On the face of it, that's backwards. Someone who has trouble with English is much better off with a written document than with audio. Think how speakers of unfamiliar languages sound to you on the street. They talk so FAST!!! Well, not necessarily. One presumes they are speaking at a normal conversational pace. It's our unfamiliarity that makes it sound so fast. The same would be true for a non-native English speaker. With the written document, they can read slowly, check a dictionary or grammar, ask an acquaintance. With a tape that they can't control (control as in being able to slow it down, pause, rewind), they are going to be more frustrated, not less.

However, that is not to say that the idea is without value in another context. As we have all had drummed into our heads for years, different people have different learning styles. Among fluent English speakers there is certainly a subset who learn better aurally than by reading. That's the real market.
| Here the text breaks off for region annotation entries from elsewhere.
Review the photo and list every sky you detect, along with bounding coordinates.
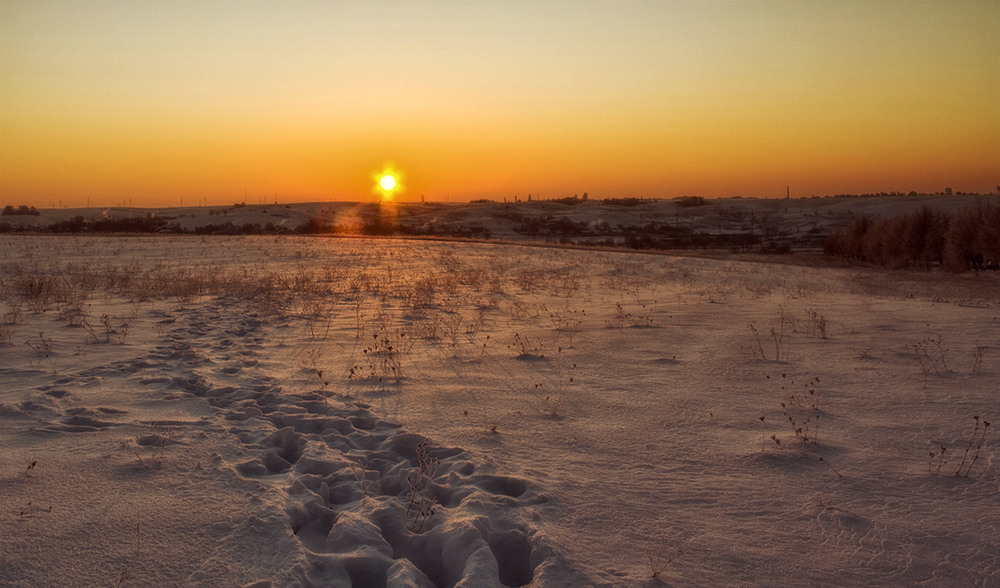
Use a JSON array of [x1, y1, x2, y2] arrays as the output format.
[[0, 0, 1000, 207]]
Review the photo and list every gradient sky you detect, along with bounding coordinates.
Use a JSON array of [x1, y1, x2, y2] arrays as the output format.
[[0, 0, 1000, 207]]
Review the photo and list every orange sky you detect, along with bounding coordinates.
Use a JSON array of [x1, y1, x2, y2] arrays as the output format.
[[0, 0, 1000, 207]]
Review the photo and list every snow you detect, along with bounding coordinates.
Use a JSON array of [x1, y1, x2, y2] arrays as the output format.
[[0, 235, 1000, 588]]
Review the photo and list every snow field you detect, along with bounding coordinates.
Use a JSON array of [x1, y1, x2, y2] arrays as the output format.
[[0, 236, 1000, 587]]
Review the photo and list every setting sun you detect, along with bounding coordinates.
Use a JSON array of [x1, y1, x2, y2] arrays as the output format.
[[370, 161, 405, 201], [378, 174, 396, 192]]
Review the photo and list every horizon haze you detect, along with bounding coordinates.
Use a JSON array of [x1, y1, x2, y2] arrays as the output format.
[[0, 0, 1000, 208]]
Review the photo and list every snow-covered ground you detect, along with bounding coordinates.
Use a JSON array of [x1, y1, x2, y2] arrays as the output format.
[[0, 235, 1000, 588]]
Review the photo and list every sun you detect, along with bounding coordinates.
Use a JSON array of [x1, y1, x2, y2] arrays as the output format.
[[378, 174, 396, 192], [371, 162, 405, 202]]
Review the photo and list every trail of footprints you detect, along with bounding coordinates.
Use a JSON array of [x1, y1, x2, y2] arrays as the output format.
[[48, 302, 555, 588]]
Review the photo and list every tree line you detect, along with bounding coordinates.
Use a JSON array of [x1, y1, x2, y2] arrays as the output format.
[[824, 199, 1000, 272]]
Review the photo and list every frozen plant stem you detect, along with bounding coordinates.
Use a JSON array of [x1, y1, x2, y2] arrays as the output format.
[[955, 415, 990, 478]]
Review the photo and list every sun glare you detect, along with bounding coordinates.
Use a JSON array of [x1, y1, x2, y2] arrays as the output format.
[[378, 174, 396, 192], [371, 162, 404, 201]]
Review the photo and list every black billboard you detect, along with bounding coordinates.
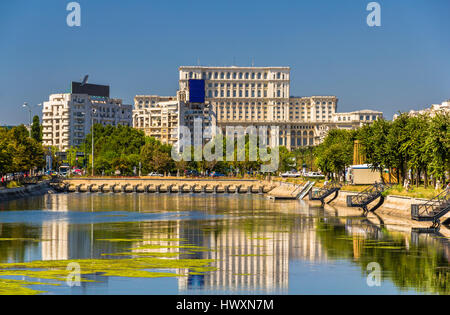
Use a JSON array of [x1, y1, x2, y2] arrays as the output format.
[[189, 79, 205, 103], [71, 82, 109, 97]]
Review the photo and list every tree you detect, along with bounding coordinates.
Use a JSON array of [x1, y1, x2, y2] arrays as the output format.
[[425, 113, 450, 182], [357, 119, 393, 181], [315, 129, 355, 180], [31, 115, 42, 142]]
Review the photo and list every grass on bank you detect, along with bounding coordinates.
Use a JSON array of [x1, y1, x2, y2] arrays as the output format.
[[276, 177, 443, 199]]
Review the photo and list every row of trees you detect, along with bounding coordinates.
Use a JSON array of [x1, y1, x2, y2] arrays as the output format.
[[358, 113, 450, 186], [314, 113, 450, 187], [0, 125, 45, 177], [63, 124, 295, 175]]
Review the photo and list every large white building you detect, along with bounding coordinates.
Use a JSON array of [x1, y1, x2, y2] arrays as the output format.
[[394, 99, 450, 120], [42, 82, 132, 151], [134, 66, 383, 149]]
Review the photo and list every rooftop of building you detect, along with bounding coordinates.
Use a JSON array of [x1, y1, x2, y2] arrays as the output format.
[[179, 66, 291, 70]]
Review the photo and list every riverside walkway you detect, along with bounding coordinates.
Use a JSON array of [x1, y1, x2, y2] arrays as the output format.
[[53, 177, 275, 194]]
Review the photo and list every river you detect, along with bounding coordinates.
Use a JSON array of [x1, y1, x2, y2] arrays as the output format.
[[0, 193, 450, 294]]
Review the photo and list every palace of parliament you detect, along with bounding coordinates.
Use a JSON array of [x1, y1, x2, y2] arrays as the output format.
[[42, 66, 383, 151], [133, 66, 383, 149]]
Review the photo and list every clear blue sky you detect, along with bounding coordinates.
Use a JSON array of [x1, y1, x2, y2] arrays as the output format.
[[0, 0, 450, 125]]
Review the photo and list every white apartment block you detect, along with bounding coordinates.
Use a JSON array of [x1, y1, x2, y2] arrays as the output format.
[[394, 99, 450, 120], [42, 86, 132, 151], [133, 66, 383, 149], [133, 95, 179, 145]]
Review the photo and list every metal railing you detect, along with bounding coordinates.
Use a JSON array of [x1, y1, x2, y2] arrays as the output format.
[[347, 183, 391, 207], [411, 190, 450, 220]]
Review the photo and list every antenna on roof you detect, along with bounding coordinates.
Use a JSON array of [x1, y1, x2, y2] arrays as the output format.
[[81, 74, 89, 86]]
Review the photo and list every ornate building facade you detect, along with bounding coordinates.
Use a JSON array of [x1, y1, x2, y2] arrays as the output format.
[[133, 66, 383, 149]]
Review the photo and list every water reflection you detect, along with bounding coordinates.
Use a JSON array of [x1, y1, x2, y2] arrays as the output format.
[[0, 194, 450, 294]]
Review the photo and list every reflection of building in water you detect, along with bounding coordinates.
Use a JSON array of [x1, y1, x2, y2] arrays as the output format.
[[42, 222, 69, 260], [41, 194, 69, 260], [178, 217, 326, 292], [289, 217, 327, 262], [43, 194, 69, 212]]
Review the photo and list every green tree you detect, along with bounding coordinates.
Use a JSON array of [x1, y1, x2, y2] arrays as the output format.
[[31, 115, 42, 142]]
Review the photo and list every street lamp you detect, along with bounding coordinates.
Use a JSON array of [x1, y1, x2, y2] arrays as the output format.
[[91, 108, 97, 177], [22, 102, 31, 138]]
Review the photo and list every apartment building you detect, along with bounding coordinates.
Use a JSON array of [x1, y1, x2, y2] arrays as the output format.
[[42, 82, 132, 151], [394, 99, 450, 120], [133, 95, 179, 145]]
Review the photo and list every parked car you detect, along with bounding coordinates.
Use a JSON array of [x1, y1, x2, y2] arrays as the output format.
[[281, 172, 301, 178], [72, 168, 83, 175], [186, 170, 200, 177], [306, 172, 325, 178], [211, 172, 225, 177], [148, 172, 164, 177]]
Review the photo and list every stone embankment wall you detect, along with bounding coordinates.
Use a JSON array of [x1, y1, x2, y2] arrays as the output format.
[[0, 181, 53, 202]]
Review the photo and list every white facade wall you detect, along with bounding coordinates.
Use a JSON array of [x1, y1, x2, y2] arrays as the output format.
[[42, 93, 132, 151]]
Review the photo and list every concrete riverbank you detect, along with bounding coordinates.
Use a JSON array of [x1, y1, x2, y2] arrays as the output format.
[[0, 181, 54, 202], [54, 178, 276, 194], [308, 191, 450, 227]]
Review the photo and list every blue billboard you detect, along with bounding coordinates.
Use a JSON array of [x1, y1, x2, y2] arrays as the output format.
[[189, 79, 205, 103]]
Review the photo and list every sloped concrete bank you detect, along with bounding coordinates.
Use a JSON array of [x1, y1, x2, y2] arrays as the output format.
[[322, 191, 450, 221], [0, 181, 54, 202]]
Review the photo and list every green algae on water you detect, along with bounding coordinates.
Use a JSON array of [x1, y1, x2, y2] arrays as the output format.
[[0, 252, 216, 294]]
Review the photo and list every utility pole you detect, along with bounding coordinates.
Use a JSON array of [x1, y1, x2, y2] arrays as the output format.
[[22, 102, 31, 138], [91, 108, 97, 177]]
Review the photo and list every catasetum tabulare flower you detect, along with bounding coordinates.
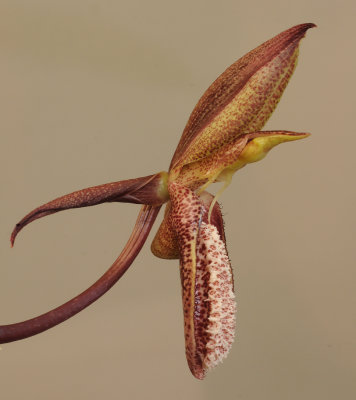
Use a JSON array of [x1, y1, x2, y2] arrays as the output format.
[[0, 24, 315, 379]]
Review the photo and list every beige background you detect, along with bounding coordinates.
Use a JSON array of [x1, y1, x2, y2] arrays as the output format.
[[0, 0, 356, 400]]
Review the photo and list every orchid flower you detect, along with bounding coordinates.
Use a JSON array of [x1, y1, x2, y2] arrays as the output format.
[[0, 24, 315, 379]]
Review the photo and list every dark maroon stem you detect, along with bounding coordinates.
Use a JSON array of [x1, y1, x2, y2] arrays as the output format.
[[0, 205, 161, 343]]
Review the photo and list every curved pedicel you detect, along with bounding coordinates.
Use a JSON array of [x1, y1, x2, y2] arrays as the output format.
[[0, 23, 315, 379], [0, 205, 161, 343]]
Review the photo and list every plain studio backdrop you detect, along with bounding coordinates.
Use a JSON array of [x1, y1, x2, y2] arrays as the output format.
[[0, 0, 356, 400]]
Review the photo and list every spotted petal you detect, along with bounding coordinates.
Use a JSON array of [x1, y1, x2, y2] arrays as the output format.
[[169, 183, 236, 379]]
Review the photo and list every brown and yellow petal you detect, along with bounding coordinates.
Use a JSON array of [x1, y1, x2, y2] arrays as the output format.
[[171, 24, 315, 180]]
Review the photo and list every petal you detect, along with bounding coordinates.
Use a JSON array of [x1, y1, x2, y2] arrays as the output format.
[[171, 24, 315, 175], [169, 183, 236, 379], [0, 206, 161, 343], [11, 172, 168, 246], [176, 131, 309, 189]]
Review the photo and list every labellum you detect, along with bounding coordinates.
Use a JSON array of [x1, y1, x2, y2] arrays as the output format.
[[0, 24, 315, 379]]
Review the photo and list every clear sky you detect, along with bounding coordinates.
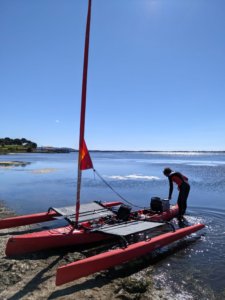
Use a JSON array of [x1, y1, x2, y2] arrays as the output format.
[[0, 0, 225, 150]]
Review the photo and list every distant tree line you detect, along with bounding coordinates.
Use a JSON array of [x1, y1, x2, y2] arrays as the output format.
[[0, 137, 37, 152]]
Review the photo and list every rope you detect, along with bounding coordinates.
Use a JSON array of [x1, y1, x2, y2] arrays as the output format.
[[93, 168, 145, 209]]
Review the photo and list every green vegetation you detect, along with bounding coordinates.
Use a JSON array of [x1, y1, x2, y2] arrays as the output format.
[[0, 137, 37, 154]]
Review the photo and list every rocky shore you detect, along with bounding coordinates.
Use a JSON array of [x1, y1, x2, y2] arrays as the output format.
[[0, 202, 175, 300]]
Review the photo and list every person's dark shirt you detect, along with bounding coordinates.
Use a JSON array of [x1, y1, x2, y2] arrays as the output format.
[[168, 172, 188, 199]]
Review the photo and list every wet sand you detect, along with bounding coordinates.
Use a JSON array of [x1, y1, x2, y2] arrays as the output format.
[[0, 202, 174, 300]]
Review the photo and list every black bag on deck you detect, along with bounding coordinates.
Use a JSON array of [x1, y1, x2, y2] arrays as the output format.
[[117, 204, 131, 221], [150, 197, 170, 212], [150, 197, 163, 212]]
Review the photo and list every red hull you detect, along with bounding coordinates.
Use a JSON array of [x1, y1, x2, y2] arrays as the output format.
[[5, 206, 178, 256], [0, 201, 121, 229], [56, 224, 204, 285]]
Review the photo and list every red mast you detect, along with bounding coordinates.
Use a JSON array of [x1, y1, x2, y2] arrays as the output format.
[[75, 0, 92, 226]]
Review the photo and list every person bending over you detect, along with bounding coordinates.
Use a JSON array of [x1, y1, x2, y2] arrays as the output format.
[[163, 168, 190, 221]]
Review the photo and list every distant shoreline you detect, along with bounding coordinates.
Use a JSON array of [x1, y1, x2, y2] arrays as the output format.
[[0, 148, 225, 155]]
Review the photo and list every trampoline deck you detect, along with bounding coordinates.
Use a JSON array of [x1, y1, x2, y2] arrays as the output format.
[[50, 202, 115, 223], [92, 221, 165, 237]]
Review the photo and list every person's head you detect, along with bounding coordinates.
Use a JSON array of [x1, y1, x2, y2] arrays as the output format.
[[163, 168, 172, 177]]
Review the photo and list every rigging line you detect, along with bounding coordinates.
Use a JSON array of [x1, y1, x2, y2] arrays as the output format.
[[93, 168, 145, 208]]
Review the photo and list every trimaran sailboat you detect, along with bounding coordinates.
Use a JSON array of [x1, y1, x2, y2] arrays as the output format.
[[0, 0, 204, 285]]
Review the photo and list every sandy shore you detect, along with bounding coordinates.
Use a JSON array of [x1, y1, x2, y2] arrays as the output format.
[[0, 202, 174, 300]]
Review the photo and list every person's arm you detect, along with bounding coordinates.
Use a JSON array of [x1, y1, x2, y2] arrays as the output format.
[[168, 177, 173, 200]]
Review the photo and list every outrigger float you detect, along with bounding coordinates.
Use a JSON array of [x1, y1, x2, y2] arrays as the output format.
[[0, 0, 204, 285]]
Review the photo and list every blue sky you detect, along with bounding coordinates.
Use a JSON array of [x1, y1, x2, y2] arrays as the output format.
[[0, 0, 225, 150]]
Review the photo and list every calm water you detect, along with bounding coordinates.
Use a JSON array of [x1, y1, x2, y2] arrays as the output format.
[[0, 152, 225, 299]]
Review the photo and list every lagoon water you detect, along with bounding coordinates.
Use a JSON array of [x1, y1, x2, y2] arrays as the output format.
[[0, 152, 225, 300]]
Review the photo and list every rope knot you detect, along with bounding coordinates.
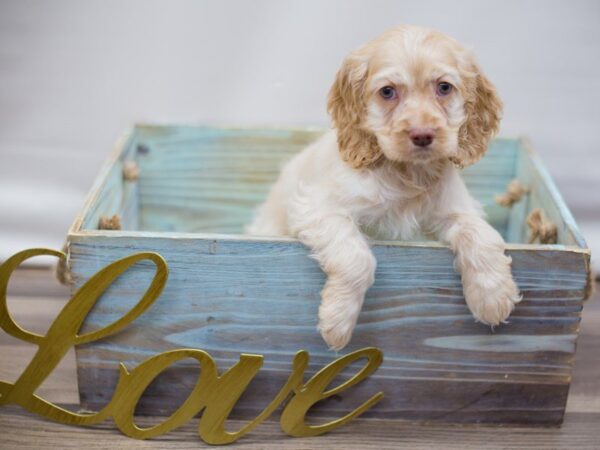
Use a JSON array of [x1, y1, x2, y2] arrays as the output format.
[[527, 208, 558, 244], [496, 180, 529, 208]]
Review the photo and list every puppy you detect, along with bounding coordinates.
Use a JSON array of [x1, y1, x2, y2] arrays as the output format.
[[247, 26, 521, 350]]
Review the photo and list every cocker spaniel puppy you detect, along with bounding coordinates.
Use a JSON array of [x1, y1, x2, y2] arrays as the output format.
[[247, 26, 520, 350]]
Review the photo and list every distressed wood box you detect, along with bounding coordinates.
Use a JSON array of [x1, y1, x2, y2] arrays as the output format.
[[68, 125, 590, 425]]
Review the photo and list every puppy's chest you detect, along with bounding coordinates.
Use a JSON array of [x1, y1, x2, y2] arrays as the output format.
[[358, 194, 426, 240]]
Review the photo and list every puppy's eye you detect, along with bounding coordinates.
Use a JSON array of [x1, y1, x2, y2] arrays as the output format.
[[437, 81, 454, 97], [379, 86, 396, 100]]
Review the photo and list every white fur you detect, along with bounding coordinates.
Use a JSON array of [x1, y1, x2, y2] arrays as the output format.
[[247, 25, 520, 350]]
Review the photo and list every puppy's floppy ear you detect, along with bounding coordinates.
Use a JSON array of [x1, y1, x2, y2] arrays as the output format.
[[451, 64, 502, 167], [327, 54, 382, 169]]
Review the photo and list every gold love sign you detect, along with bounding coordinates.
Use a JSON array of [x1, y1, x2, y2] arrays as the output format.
[[0, 249, 383, 444]]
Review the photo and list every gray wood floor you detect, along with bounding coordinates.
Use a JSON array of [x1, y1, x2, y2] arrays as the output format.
[[0, 269, 600, 449]]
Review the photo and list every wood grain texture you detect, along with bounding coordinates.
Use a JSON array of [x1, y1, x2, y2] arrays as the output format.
[[61, 126, 589, 424], [71, 237, 586, 423], [0, 271, 600, 450]]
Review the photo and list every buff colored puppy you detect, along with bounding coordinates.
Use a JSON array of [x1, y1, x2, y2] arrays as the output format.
[[248, 26, 521, 350]]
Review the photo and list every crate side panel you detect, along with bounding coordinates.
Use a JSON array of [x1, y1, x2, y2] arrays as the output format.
[[134, 128, 517, 234], [81, 134, 140, 231], [71, 237, 586, 424]]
As for using such recordings in the context of customer support calls, um, no. That's not a context for a podcast. I can see a podcast for a tutorial (in fact my orientation to PageMaker, circa 1983 or so, was an audiotape; I wore headphones and followed along on the monitor, using sample files provided for the purpose). But customer support calls, if they use audio at all, really need to do it in a voice-response system, where the bot spews short chunks of information and then asks the customer to say whether he or she understood, then repeats or branches as necessary, etc. Most customers loathe this, of course; so don't get involved in it if you can avoid it.